Transactivation by Retinoid X Receptor–Peroxisome Proliferator-Activated Receptor γ (PPARγ) Heterodimers: Intermolecular Synergy Requires Only the PPARγ Hormone-Dependent Activation Function

Abstract

ABSTRACT The ability of DNA sequence-specific transcription factors to synergistically activate transcription is a common property of genes transcribed by RNA polymerase II. The present work characterizes a unique form of intermolecular transcriptional synergy between two members of the nuclear hormone receptor superfamily. Heterodimers formed between peroxisome proliferator-activated receptor γ (PPARγ), an adipocyte-enriched member of the superfamily required for adipogenesis, and retinoid X receptors (RXRs) can activate transcription in response to ligands specific for either subunit of the dimer.

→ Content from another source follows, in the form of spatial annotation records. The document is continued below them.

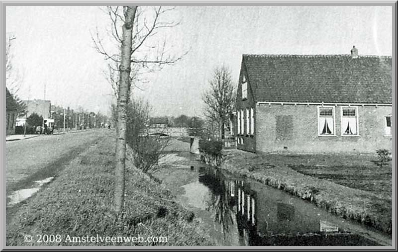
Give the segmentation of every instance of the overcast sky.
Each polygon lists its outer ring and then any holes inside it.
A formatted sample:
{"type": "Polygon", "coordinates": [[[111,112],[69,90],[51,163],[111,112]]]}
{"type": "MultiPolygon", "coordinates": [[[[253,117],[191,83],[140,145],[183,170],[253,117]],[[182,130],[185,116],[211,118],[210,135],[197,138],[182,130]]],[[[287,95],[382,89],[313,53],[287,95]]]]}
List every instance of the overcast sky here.
{"type": "MultiPolygon", "coordinates": [[[[107,16],[98,6],[7,6],[6,32],[16,39],[14,68],[19,96],[107,113],[112,89],[104,58],[91,32],[105,35],[107,16]]],[[[154,115],[202,115],[201,94],[217,65],[237,84],[242,54],[392,55],[391,6],[177,6],[167,18],[181,24],[159,34],[183,59],[146,74],[142,90],[154,115]]]]}

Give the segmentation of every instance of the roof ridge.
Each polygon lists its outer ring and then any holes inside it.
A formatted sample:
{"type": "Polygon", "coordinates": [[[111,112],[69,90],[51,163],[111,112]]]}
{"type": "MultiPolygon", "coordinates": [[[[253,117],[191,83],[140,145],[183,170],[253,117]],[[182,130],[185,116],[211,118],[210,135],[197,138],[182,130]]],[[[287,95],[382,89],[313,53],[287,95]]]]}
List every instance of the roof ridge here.
{"type": "MultiPolygon", "coordinates": [[[[242,54],[243,57],[253,57],[256,58],[338,58],[351,57],[350,54],[242,54]]],[[[392,56],[388,55],[359,55],[358,58],[381,58],[392,59],[392,56]]]]}

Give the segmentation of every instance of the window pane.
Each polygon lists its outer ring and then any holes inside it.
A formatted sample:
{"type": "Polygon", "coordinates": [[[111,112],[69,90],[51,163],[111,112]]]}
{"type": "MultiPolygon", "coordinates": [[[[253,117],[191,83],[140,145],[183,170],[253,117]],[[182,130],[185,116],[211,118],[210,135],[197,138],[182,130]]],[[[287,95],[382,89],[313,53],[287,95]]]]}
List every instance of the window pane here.
{"type": "Polygon", "coordinates": [[[320,116],[333,116],[333,109],[319,108],[320,116]]]}
{"type": "Polygon", "coordinates": [[[355,108],[343,108],[343,116],[356,116],[356,111],[355,108]]]}
{"type": "Polygon", "coordinates": [[[387,127],[391,127],[391,117],[387,116],[386,117],[386,120],[387,123],[387,127]]]}
{"type": "Polygon", "coordinates": [[[333,135],[334,134],[333,117],[320,117],[318,121],[319,135],[333,135]]]}
{"type": "Polygon", "coordinates": [[[355,117],[343,117],[341,125],[343,135],[357,135],[357,119],[355,117]]]}

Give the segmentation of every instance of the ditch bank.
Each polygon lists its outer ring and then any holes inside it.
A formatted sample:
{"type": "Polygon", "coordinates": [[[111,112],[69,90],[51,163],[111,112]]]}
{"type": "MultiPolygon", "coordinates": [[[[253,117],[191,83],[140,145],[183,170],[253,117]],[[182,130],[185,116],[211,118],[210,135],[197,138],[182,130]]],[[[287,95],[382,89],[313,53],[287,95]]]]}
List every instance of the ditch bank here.
{"type": "Polygon", "coordinates": [[[233,150],[223,155],[222,169],[284,190],[343,218],[391,236],[391,199],[304,175],[286,166],[273,165],[253,153],[233,150]]]}
{"type": "MultiPolygon", "coordinates": [[[[27,199],[6,231],[14,246],[212,246],[194,214],[176,203],[170,191],[133,167],[127,159],[125,205],[116,220],[114,139],[104,138],[72,160],[52,181],[27,199]],[[51,240],[38,238],[47,234],[51,240]],[[32,240],[27,241],[27,236],[32,240]],[[83,240],[67,237],[166,237],[167,243],[83,240]]],[[[49,237],[48,237],[49,238],[49,237]]],[[[113,241],[113,240],[112,240],[113,241]]]]}

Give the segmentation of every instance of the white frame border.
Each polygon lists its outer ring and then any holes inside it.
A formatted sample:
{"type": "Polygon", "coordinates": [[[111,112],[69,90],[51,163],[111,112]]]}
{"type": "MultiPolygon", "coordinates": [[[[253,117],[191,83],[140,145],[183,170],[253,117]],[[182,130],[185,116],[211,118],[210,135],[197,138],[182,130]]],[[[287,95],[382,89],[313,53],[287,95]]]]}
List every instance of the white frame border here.
{"type": "Polygon", "coordinates": [[[318,137],[335,137],[336,135],[336,110],[334,106],[317,106],[316,107],[316,129],[318,137]],[[319,134],[319,108],[329,108],[333,109],[333,134],[330,135],[322,135],[319,134]]]}
{"type": "Polygon", "coordinates": [[[359,114],[358,113],[358,106],[341,106],[340,107],[340,135],[342,137],[360,137],[359,134],[359,114]],[[344,135],[343,134],[343,109],[344,108],[355,108],[355,119],[357,123],[357,134],[355,135],[344,135]]]}

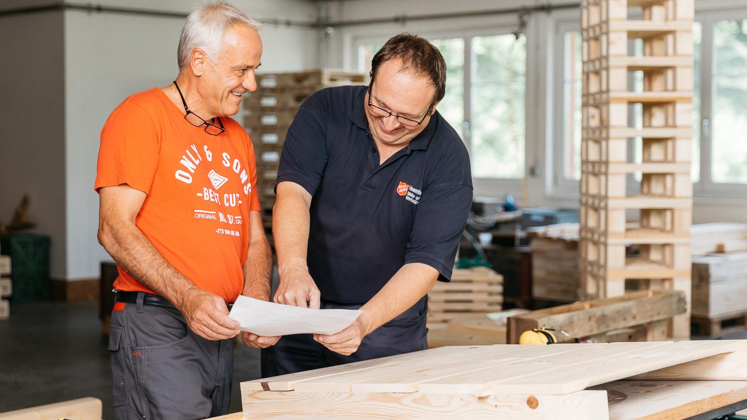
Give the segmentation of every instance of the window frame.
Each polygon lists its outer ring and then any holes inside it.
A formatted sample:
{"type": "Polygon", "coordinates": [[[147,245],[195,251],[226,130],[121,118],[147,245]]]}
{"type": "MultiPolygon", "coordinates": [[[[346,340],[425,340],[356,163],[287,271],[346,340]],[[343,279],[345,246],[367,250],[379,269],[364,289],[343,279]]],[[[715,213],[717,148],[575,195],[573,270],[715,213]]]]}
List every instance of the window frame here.
{"type": "MultiPolygon", "coordinates": [[[[512,31],[515,29],[515,25],[498,25],[492,26],[490,28],[477,28],[471,30],[458,30],[458,31],[423,31],[418,33],[418,35],[426,38],[427,40],[446,40],[451,38],[462,38],[464,40],[464,81],[463,81],[463,106],[464,106],[464,124],[462,127],[454,127],[454,130],[457,133],[462,135],[462,141],[465,145],[467,147],[468,151],[471,154],[471,133],[469,130],[470,125],[472,121],[472,104],[471,104],[471,89],[472,89],[472,80],[474,77],[474,72],[473,69],[473,59],[474,54],[472,52],[472,39],[476,37],[491,37],[495,35],[507,35],[511,34],[512,31]]],[[[388,34],[390,34],[388,32],[388,34]]],[[[528,31],[524,33],[524,36],[527,38],[526,40],[526,48],[527,48],[527,58],[525,63],[529,62],[530,57],[530,36],[528,31]]],[[[359,56],[359,48],[361,46],[366,44],[376,44],[376,43],[384,43],[386,42],[386,38],[384,36],[377,35],[362,35],[362,36],[353,36],[350,40],[350,63],[353,64],[353,68],[356,69],[358,71],[364,71],[365,68],[361,68],[360,66],[364,64],[361,62],[362,57],[359,56]]],[[[525,72],[525,78],[529,80],[528,67],[527,72],[525,72]]],[[[528,83],[527,83],[528,85],[528,83]]],[[[529,168],[532,166],[532,161],[530,160],[530,157],[533,155],[533,142],[529,141],[529,129],[530,123],[528,119],[526,116],[528,115],[528,108],[530,107],[530,90],[528,86],[527,90],[524,91],[524,176],[518,178],[477,178],[473,177],[472,182],[474,187],[474,190],[476,192],[475,195],[488,195],[498,197],[505,195],[506,193],[516,193],[517,192],[521,192],[522,190],[522,180],[525,179],[527,176],[527,172],[529,168]]]]}

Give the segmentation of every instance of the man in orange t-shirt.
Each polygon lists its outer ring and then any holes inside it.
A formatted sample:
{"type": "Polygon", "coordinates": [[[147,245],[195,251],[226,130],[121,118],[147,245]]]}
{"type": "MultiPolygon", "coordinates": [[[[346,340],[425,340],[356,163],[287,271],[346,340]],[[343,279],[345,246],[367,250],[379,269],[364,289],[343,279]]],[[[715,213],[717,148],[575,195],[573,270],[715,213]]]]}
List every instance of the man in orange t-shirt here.
{"type": "MultiPolygon", "coordinates": [[[[258,25],[223,1],[195,9],[176,80],[125,99],[102,131],[99,240],[120,273],[109,336],[117,419],[227,413],[240,333],[227,305],[270,299],[254,150],[227,116],[257,88],[258,25]]],[[[255,348],[279,338],[244,333],[255,348]]]]}

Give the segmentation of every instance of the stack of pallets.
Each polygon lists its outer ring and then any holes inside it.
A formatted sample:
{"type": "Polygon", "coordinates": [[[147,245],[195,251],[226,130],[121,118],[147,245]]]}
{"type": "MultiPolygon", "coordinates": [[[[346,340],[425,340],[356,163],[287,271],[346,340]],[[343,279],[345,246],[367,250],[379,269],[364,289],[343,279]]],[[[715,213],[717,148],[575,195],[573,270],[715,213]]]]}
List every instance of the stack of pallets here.
{"type": "MultiPolygon", "coordinates": [[[[636,282],[683,291],[689,303],[692,0],[583,0],[581,10],[582,289],[589,298],[612,297],[636,282]],[[642,19],[629,19],[629,7],[640,7],[642,19]],[[642,55],[629,54],[633,40],[642,42],[642,55]],[[642,89],[629,89],[636,73],[642,89]],[[631,123],[636,106],[639,125],[631,123]],[[639,162],[627,158],[638,138],[639,162]],[[640,225],[630,228],[633,213],[640,225]],[[627,244],[638,256],[626,256],[627,244]]],[[[671,336],[687,337],[689,329],[688,312],[675,319],[671,336]]]]}
{"type": "Polygon", "coordinates": [[[747,327],[747,252],[693,258],[692,322],[711,336],[747,327]]]}
{"type": "Polygon", "coordinates": [[[503,277],[487,267],[454,269],[450,283],[437,282],[428,292],[428,327],[445,328],[452,319],[498,312],[503,277]]]}
{"type": "Polygon", "coordinates": [[[320,89],[366,83],[365,75],[342,70],[257,75],[258,89],[246,99],[244,125],[254,144],[257,187],[262,205],[262,220],[268,235],[272,233],[275,178],[280,152],[285,134],[298,108],[320,89]]]}
{"type": "Polygon", "coordinates": [[[10,316],[10,302],[4,299],[13,294],[13,283],[7,277],[10,274],[10,257],[0,255],[0,319],[10,316]]]}

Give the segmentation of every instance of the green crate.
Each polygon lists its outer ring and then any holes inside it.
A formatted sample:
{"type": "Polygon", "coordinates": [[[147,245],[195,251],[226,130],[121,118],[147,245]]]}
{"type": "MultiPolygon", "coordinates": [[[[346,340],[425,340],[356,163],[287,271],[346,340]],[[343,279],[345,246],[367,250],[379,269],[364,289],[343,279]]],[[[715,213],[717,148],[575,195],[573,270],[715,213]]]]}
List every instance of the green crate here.
{"type": "Polygon", "coordinates": [[[46,235],[0,235],[0,253],[10,256],[12,303],[49,300],[49,246],[46,235]]]}

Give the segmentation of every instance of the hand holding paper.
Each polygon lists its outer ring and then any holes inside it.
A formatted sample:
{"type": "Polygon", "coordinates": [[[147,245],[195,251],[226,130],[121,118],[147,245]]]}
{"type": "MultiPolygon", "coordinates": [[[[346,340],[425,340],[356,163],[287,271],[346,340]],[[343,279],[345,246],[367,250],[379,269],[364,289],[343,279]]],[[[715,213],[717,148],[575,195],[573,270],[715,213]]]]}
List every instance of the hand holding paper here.
{"type": "Polygon", "coordinates": [[[347,309],[310,309],[239,296],[229,318],[241,330],[258,336],[334,334],[344,330],[362,313],[347,309]]]}

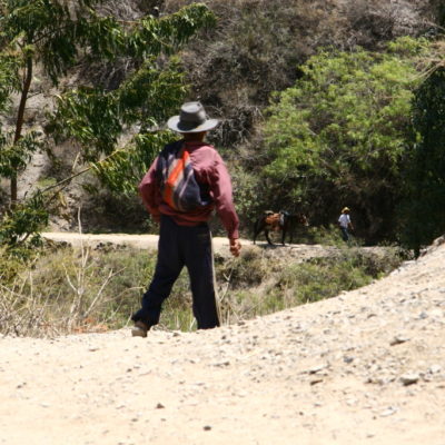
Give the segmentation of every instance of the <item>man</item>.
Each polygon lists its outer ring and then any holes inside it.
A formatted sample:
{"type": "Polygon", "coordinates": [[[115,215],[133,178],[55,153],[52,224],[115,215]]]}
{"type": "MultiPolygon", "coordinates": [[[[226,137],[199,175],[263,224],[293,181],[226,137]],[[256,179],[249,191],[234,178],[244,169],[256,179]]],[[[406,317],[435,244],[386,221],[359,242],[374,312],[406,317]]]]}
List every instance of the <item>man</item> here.
{"type": "Polygon", "coordinates": [[[132,316],[134,336],[146,337],[151,326],[158,324],[162,301],[184,266],[190,277],[198,329],[219,326],[211,234],[207,224],[214,209],[227,230],[234,256],[239,255],[241,245],[229,174],[216,149],[204,141],[207,131],[217,125],[218,120],[209,119],[201,103],[184,103],[180,113],[167,122],[168,128],[179,132],[182,139],[164,148],[139,185],[142,201],[151,217],[160,222],[160,231],[155,276],[142,296],[142,307],[132,316]],[[177,164],[172,165],[171,159],[177,164]],[[199,202],[185,209],[186,205],[178,202],[182,191],[177,194],[175,190],[177,178],[170,179],[175,175],[187,177],[184,181],[187,194],[190,187],[188,174],[185,174],[187,162],[191,166],[191,182],[195,181],[195,188],[198,188],[199,202]],[[181,168],[184,170],[178,174],[181,168]],[[172,188],[168,189],[170,182],[174,182],[172,188]]]}
{"type": "Polygon", "coordinates": [[[345,207],[342,210],[342,215],[338,218],[338,225],[342,230],[342,238],[344,241],[349,240],[349,229],[354,230],[353,224],[350,222],[350,216],[349,216],[349,208],[345,207]]]}

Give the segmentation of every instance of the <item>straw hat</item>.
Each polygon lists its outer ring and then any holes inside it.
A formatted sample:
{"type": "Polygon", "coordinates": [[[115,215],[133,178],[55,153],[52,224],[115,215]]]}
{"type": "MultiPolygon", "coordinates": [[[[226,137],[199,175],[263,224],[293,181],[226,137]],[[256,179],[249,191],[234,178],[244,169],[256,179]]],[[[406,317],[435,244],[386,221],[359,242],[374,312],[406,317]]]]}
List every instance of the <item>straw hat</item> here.
{"type": "Polygon", "coordinates": [[[177,132],[201,132],[214,129],[218,119],[209,119],[200,102],[186,102],[180,113],[168,119],[167,126],[177,132]]]}

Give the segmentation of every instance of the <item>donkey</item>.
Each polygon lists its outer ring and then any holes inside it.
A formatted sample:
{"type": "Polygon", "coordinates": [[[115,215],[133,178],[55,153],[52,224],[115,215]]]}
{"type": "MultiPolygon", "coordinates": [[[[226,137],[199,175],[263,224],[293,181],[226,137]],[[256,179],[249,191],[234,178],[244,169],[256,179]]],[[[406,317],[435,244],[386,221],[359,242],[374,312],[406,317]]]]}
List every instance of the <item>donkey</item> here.
{"type": "Polygon", "coordinates": [[[254,227],[254,244],[256,244],[257,236],[264,231],[267,243],[274,246],[269,238],[269,231],[281,230],[281,244],[285,246],[285,239],[287,233],[290,234],[290,244],[294,240],[294,229],[296,224],[300,224],[305,227],[309,225],[306,216],[301,212],[290,215],[285,210],[280,210],[278,214],[267,210],[265,211],[255,222],[254,227]]]}

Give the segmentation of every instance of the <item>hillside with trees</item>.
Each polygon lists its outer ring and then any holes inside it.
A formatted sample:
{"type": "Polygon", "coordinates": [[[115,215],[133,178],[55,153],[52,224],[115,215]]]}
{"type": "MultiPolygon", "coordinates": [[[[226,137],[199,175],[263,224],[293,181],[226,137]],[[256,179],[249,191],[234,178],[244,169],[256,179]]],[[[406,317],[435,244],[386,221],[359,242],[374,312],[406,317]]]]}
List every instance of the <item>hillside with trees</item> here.
{"type": "Polygon", "coordinates": [[[413,247],[442,230],[413,244],[404,206],[417,189],[405,167],[428,131],[413,123],[414,97],[441,65],[441,2],[42,4],[2,6],[2,206],[21,215],[6,217],[3,238],[48,220],[72,229],[79,202],[87,229],[150,229],[135,187],[186,99],[221,119],[209,137],[246,236],[261,210],[303,209],[328,226],[346,202],[367,243],[413,247]],[[18,190],[42,151],[40,185],[18,190]]]}

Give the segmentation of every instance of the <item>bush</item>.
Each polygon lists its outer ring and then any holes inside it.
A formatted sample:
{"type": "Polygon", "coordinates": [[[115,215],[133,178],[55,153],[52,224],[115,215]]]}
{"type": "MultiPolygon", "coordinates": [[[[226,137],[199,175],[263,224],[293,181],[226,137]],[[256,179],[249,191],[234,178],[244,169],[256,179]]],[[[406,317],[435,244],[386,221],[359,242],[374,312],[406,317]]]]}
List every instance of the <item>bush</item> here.
{"type": "MultiPolygon", "coordinates": [[[[275,249],[245,249],[241,257],[218,258],[216,278],[222,324],[270,314],[350,290],[400,263],[393,248],[382,256],[354,248],[335,256],[295,263],[275,249]]],[[[333,250],[328,250],[334,255],[333,250]]],[[[38,258],[0,287],[0,333],[55,336],[126,326],[139,308],[156,263],[154,251],[60,248],[38,258]]],[[[164,304],[159,329],[194,330],[186,269],[164,304]]]]}
{"type": "Polygon", "coordinates": [[[315,225],[336,221],[347,205],[360,237],[394,236],[416,63],[427,48],[404,38],[384,53],[334,50],[310,58],[305,76],[268,110],[263,175],[269,202],[301,202],[315,225]]]}

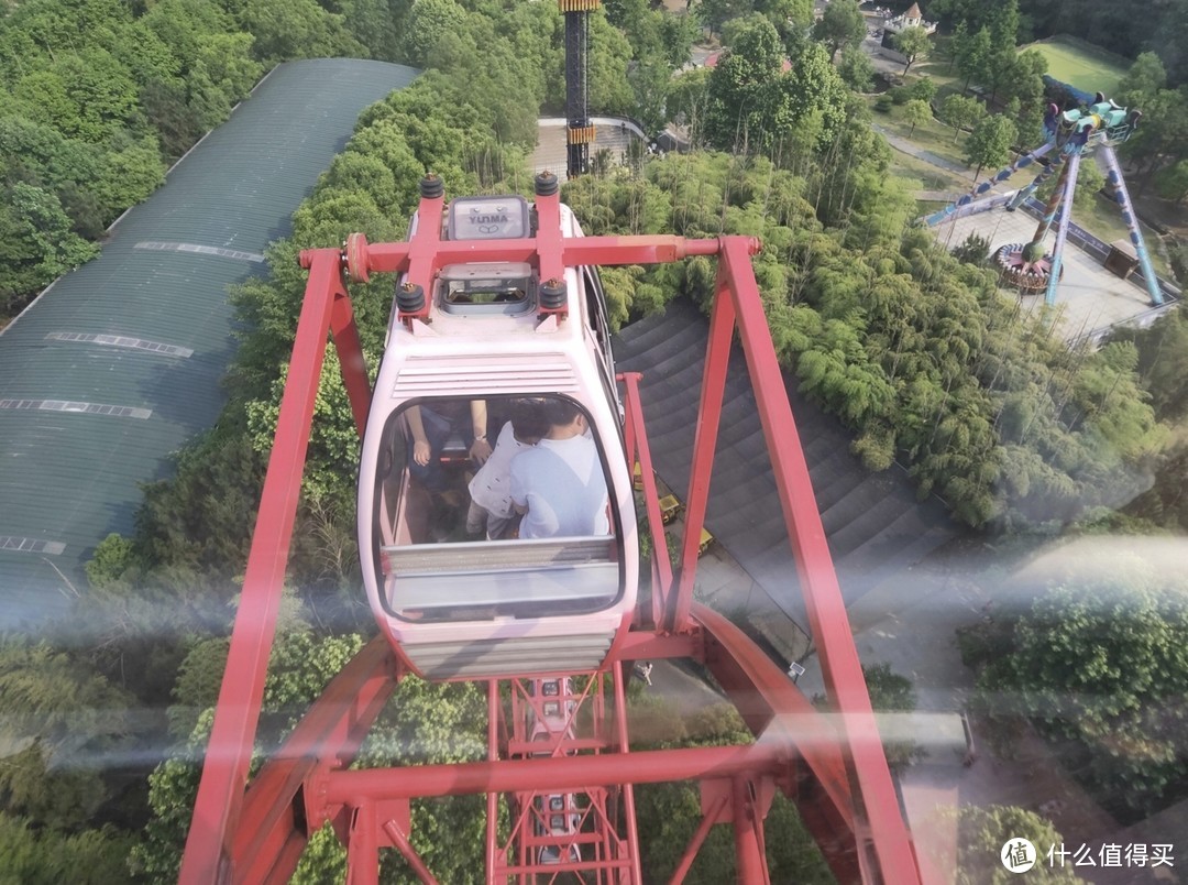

Simultaneous treatment with ligands specific for both PPARγ and RXR has a synergistic effect on the transactivation of reporter genes and on adipocyte differentiation in cultured cells. Mutation of the PPARγ hormone-dependent activation domain (named τc or AF-2) inhibits the ability of RXR-PPARγ heterodimers to respond to ligands specific for either subunit. In contrast, the ability of RXR- and PPARγ-specific ligands to synergize does not require the hormone-dependent activation domain of RXR. The results of in vitro and in vivo experiments indicate that binding of ligands to RXR alters the conformation of the dimerization partner, PPARγ, and modulates the activity of the heterodimer in a manner independent of the RXR hormone-dependent activation domain.